Once a eucalypt tree is over 120-180 years old they may start to develop hollows in their branches and trunks. In NSW at least 46 mammals, 81 birds, 31 reptiles and 16 frogs, are reliant on tree hollows for shelter and nests. As the trees get bigger so do their hollows, and it may not be until they are over 220 years old that they develop hollows big enough for the largest species. Most eucalypts may only live for 300-500 years, though some are reputed to live for over 1,000 years(see The Importance of Old Trees).
photo: Dailan Pugh OAM
Crown of a Sydney Blue Gum (Koreelah SF) hundreds of years old showing the numerous broken branches and large hollows necessary for large-hollow dependent fauna
Natural forests may support 13–27 hollow-bearing trees per hectare, with numbers varying between species, and increasing on more productive, moister and flatter sites. On agricultural lands the numbers of hollow-bearing trees have been drastically reduced. Similarly they have been significantly reduced throughout the remnant forests by logging, prescribed burning and by culling in Timber Stand Improvement operations.

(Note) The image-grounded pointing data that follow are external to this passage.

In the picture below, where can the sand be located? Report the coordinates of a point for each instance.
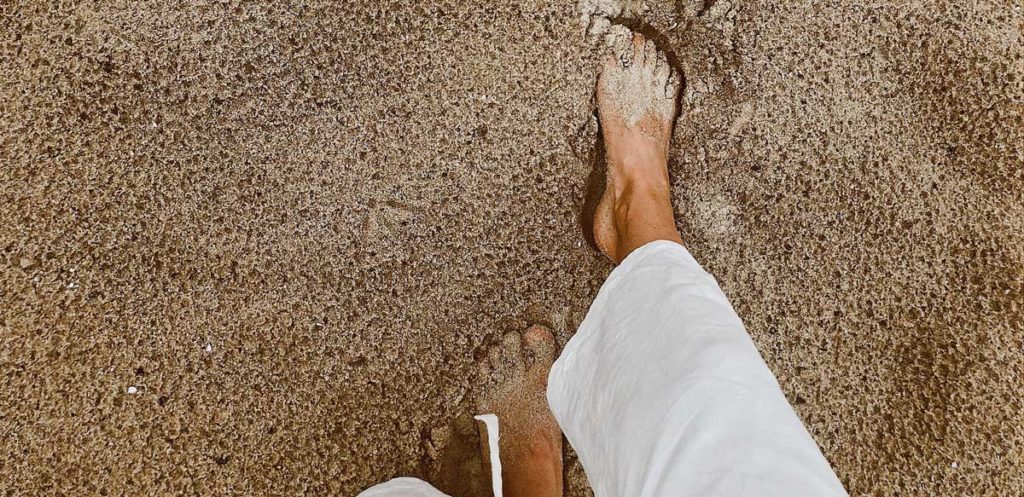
(253, 249)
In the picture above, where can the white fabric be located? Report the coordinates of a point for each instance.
(662, 392)
(494, 452)
(402, 487)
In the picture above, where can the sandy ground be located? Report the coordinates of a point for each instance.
(253, 249)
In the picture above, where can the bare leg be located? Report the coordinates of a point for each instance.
(636, 96)
(515, 379)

In State forests in north-east NSW logging prescriptions now require the retention of an average of 8 hollow-bearing trees per hectare within logging areas, though numbers have already been reduced below this level in many forests. Where retained, hollow-bearing trees continue to decline with each logging due to token implementation of prescriptions, poor tree selection, inadequate protection, damage during logging and in post-logging burns, and lax enforcement. (see Protecting Habitat Trees)
Natural forests are generally multi-aged, so that as existing hollow-bearing trees die and collapse there are new trees with developing hollows to replace them (see The Importance of Old Trees). To account for this, up until 2018 the logging prescriptions required the retention of an additional sound and healthy mature tree for each retained hollow-bearing tree as a recruitment tree to be able to develop into the hollow-bearing trees of the future. Trees meeting this definition are also high-quality sawlogs so the Forestry Corporation used to go to extremes to avoid their obligations to protect them, and were finally successful in having the requirement to protect recruitment trees removed in the 2018 Coastal Integrated Forestry Operations Approval. This up and coming cohort of future hollow bearing trees is rapidly declining due to natural mortality and logging. (see Protecting Habitat Trees)
If we are to minimise the hiatus in the availability of hollows for a plethora of native species we must act now to protect, as far as possible, all large old trees, along with sufficient recruitment habit trees to replace existing hollow-bearing trees as they die and to restore hollow-bearing trees throughout native forests.